Greece has over 15,000 km (9,300 miles) of coastline, which includes many kinds of habitats. Many of these have been heavily impacted human activities including industry, construction of houses, tourism, agriculture, hunting and fishing, boating, and air strips, to name a few (!).
The decimation of the loggerhead turtle population (as well as the monk seals) has gotten perhaps the most attention in regard to tourist-related development that threatens wildlife in Greece, the sandy
beaches where these ancient sea creatures lay their eggs flooded with lights and loud amplified music from hotels,
driven on, punctured with beach umbrellas that destroy nests, etc.
These beaches are, however, also habitat for other
creatures, including birds and flowering plants, and sand dunes as well, which have also been heavily affected by tourism.
Other coastal habitats include marshes, brackish lagoons, rocky areas, and sea cliffs. In recent years there has been a
trend towards more protection of some coastal habitats in
Greece, in part through funding and encouragement from the
European Union.
Another kind of habitat in Greece is the gorge, of which there are many in Greece. Though they are all different,
depending on the local topography and region, they all have the advantage of being land mostly off bounds to building and
grazing activity. In many of them specially adapted flowers and shrubs grow, as well as trees on places where the slopes
are not precipitous. Mixed forests often develop in gorges that do not develop where animals graze upon the most edible
plants, hence eliminating them. A good example of this is the Vikos gorge in Ipiros (Epiros) in the Pindos mountains. Many
birds also breed in gorges, such as
choughs, crag martins, eagles and eagle owls, griffon and Egyptians vultures, and
others. Mammals also find protection in large, wooded gorges.

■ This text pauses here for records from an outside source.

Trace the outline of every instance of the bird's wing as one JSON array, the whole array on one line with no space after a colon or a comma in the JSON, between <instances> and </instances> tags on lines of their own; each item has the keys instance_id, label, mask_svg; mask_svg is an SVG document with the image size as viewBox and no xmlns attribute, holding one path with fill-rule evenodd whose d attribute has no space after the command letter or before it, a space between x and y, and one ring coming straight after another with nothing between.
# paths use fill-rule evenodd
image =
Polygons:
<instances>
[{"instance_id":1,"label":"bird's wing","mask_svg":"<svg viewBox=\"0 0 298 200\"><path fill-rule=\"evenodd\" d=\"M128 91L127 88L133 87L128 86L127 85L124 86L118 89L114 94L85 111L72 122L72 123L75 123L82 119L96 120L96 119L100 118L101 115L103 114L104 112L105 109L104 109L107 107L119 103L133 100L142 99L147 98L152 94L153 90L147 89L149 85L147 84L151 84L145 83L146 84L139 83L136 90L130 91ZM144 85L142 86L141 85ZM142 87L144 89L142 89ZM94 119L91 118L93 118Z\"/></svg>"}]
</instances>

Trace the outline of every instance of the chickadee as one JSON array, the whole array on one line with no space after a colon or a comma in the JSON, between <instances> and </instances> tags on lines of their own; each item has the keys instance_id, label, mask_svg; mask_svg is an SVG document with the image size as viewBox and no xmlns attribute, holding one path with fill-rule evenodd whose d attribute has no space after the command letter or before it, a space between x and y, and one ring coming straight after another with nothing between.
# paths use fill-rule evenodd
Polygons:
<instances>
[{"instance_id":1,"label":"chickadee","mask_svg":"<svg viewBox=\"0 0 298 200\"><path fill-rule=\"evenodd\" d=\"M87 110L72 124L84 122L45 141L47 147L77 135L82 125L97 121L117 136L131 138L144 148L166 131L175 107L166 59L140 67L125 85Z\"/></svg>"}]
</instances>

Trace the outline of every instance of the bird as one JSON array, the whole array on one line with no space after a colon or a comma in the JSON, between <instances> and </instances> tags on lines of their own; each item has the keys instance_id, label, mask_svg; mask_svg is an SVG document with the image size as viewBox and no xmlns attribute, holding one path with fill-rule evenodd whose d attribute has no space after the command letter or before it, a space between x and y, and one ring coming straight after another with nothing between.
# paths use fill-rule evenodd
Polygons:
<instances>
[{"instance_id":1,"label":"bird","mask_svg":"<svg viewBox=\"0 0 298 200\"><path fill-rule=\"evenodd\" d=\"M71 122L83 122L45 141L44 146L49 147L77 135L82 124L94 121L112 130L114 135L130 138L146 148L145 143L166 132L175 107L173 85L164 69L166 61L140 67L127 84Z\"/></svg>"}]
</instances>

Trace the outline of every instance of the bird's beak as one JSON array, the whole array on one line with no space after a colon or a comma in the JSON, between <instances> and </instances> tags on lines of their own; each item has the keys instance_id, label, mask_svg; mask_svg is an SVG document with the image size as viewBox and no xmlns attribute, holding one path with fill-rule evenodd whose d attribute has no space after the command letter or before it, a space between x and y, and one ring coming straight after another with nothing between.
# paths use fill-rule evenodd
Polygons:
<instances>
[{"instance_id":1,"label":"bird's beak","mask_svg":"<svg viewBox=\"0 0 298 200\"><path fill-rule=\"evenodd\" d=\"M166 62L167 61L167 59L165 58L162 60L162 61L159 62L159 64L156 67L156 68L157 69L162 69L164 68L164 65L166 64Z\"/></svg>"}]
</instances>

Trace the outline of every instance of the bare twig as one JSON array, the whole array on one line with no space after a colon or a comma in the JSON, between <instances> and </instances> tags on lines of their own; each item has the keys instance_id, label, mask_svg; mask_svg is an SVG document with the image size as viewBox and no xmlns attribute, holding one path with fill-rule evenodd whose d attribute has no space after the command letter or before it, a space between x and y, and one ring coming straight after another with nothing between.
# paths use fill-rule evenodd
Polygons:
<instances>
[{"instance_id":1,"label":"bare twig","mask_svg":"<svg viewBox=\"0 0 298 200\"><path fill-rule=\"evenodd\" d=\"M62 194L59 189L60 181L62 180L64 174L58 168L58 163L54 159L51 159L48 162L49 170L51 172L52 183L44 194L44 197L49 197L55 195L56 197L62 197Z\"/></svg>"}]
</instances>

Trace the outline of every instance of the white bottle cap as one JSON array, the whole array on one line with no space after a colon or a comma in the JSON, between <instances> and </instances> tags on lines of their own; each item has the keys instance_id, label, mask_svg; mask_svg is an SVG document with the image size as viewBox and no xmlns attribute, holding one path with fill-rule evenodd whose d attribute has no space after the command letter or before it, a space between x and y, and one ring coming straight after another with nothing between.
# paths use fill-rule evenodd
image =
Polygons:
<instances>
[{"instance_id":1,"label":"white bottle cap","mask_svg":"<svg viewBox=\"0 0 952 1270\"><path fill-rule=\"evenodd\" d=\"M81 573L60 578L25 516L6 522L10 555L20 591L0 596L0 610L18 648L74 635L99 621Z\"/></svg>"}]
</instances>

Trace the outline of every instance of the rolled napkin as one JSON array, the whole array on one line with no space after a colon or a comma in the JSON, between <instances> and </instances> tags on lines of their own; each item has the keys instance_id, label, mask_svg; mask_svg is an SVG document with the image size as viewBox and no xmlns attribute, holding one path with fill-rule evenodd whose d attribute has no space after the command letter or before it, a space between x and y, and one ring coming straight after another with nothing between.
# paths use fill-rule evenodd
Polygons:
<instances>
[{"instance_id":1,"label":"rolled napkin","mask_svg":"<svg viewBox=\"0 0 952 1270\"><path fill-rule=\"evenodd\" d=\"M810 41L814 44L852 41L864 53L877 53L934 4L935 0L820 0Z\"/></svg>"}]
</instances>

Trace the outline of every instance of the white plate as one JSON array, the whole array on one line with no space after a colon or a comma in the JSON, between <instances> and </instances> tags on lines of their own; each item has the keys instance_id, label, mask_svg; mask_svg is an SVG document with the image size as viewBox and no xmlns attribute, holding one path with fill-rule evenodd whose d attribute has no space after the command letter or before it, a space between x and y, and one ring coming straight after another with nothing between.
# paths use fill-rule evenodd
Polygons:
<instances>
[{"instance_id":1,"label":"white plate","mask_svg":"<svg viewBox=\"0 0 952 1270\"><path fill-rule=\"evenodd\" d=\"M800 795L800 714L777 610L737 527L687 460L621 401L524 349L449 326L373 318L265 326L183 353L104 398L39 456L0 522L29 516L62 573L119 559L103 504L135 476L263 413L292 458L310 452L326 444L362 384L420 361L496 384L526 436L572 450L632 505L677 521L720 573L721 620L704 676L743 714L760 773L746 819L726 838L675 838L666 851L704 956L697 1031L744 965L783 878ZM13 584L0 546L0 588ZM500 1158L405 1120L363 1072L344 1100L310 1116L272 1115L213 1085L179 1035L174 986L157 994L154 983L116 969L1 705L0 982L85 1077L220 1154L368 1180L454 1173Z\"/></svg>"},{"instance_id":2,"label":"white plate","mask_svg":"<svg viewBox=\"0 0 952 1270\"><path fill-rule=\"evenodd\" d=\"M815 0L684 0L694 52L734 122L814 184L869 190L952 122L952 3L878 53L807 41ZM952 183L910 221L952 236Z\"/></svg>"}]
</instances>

Olive groves of the older type, with old gnarled trees with many holes in them, and which still exist in Greece here and there, also provide habitat for nesting birds, and the ground below the trees with many flowers, including orchids.
Such ancient orchards can be found on the island of Lesvos/Mytilini, (which claims to have 11 million olive trees), on the large island of Evia, and in the Mani region of the Peloponisos (Peloponnese).
Old stone walls in olive orchards also provide
habitat for birds, lizards, snails, geckos, etc. In places where herbicides are used, a very invasive yellow-flowered
oxalis (which resembles clover) can be seen blanketing the ground under olive trees. Resistant to the herbicide, it takes
over, where otherwise one would see a multitude of wildflowers.